Monday, August 18, 2008

"Cone of silence" controvery grows - McCain refusing to directly answer the question. More from ABC

As you'll recall, Evangelical leader Rick Warren claimed last night that while Barack Obama was answering questions about his religious beliefs at the evangelical forum last night, John McCain was supposedly in a "cone of silence" where he couldn't hear, or be given, the questions in advance. In fact, this was a lie. McCain hadn't even arrived yet, and while McCain claims he didn't himself directly listen to the Obama (in order to find out the questions in advance), McCain isn't claiming yet that no one briefed him or in any way told him what Obama was asked. Like they didn't.

Jake Tapper at ABC, along with Ben Smith at Politico, has been some of the few journalists willing to ask obvious questions that the corporate media so often don't ask. Tapper is on the trail of the phony "cone of silence" from yesterday's religious forum, and the McCain campaign is looking increasingly shifty. Here's what Jake has to report:

Regarding the revelation that Sen. John McCain, R-Ariz., was not in a "cone of silence" after all while Sen. Barack Obama, D-Illinois, answered questions from Pastor Rick Warren, a couple points….

1) The McCain campaign's vitriol against NBC's Andrea Mitchell is odder still when you consider that the McCain campaign's blogger Michael Goldfarb was quoting her very same reporting approvingly as evidence that the Obama campaign was a bunch of whiners.

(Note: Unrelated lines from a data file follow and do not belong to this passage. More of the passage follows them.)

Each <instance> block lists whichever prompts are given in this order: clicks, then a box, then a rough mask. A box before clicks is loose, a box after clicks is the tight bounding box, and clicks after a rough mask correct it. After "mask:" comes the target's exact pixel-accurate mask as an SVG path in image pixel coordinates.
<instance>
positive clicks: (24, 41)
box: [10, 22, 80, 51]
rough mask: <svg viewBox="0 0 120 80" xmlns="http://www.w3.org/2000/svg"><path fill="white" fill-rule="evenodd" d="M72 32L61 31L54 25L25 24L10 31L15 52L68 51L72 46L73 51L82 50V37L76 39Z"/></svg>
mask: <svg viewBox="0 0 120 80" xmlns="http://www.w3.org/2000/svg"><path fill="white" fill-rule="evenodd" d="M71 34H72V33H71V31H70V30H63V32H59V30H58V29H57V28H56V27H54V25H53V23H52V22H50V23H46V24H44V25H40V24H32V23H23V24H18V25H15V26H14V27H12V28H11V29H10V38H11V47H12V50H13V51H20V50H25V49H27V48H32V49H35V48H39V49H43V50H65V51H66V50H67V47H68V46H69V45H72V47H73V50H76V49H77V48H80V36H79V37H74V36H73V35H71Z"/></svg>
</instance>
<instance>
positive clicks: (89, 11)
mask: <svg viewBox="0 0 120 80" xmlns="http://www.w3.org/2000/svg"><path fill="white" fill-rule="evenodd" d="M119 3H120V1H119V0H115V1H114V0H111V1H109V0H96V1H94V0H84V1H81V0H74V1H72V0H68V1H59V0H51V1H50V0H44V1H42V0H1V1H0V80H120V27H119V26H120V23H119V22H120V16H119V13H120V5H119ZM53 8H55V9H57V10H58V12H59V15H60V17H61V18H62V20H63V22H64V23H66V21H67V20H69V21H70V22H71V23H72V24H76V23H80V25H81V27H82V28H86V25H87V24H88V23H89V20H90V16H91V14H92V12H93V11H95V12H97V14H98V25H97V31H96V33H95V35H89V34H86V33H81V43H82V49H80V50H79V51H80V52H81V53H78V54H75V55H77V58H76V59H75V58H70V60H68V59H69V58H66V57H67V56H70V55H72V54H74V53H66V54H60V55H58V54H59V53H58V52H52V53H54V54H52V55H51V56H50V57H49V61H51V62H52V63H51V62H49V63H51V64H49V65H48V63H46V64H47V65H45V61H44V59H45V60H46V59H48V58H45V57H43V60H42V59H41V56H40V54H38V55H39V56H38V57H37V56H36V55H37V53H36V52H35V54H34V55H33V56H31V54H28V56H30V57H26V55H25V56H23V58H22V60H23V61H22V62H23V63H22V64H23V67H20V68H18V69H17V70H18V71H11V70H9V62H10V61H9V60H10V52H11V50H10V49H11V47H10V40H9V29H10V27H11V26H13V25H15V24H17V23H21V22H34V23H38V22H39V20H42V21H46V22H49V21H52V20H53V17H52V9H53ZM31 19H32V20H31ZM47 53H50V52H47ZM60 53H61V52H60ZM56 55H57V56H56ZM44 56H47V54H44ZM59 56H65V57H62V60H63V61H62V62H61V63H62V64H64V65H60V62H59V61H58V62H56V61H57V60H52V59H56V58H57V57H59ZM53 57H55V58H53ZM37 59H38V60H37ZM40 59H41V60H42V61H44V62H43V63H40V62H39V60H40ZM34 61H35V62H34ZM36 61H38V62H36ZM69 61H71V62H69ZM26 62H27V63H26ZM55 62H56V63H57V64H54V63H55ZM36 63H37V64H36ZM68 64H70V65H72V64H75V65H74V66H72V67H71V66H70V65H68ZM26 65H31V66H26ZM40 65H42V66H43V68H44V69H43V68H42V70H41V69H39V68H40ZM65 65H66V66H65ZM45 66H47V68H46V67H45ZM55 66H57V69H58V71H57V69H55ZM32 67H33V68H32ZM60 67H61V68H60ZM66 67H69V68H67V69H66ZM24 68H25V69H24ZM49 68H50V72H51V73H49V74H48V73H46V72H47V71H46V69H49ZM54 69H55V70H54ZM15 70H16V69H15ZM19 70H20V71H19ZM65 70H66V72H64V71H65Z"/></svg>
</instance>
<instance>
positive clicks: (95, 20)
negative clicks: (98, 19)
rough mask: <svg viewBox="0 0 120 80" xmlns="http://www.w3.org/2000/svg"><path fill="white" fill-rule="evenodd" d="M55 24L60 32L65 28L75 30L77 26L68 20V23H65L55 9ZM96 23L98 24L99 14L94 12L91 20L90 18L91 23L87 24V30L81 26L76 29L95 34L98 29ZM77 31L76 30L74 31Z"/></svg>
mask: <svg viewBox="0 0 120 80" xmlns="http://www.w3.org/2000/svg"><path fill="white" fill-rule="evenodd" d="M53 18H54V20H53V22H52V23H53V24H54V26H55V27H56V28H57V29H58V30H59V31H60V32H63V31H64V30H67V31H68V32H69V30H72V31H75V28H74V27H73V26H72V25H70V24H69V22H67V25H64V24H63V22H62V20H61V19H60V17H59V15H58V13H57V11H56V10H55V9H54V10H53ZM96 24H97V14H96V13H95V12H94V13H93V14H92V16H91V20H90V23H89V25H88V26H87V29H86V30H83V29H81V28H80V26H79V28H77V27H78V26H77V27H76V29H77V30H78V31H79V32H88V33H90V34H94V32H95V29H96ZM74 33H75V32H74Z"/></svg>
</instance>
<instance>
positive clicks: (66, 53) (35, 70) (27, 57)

2) The McCain campaign's responses so far are entirely focused on McCain's geography and whether or not he himself could hear and see Obama being questioned.

To wit: McCain adviser Charlie Black told CNN, "We were in motorcade until 5:30 p.m. ET; then a holding room in another building with no TV."

Nothing that I've seen so far from the McCain campaign touches on whether or not any aides with McCain were getting reports on their Blackberries or cell phones on the questions Obama was getting and then sharing them with McCain.

- jpt

UPDATE: ABC News' Ron Claiborne, traveling with the McCain campaign, reports that McCain senior adviser Charlie Black would not say whether people around McCain while he was en route to Rick Warren's forum had access to blackberries and cell phones from which they could have tipped off Sen. John McCain, R-Ariz., about the questions.

"There's no reason we would do that," was all Black would say, though quite obviously there is a reason.
NOTE FROM ROB: Let's not forget that CNN is carried on satellite radio as well. Both Sirius and XM broadcast the live CNN TV audio. In addition to receivers in cars and homes, there are also mobile (iPod sized) receivers. I can't imagine that a campaign wouldn't have a device like this for media monitoring on the go.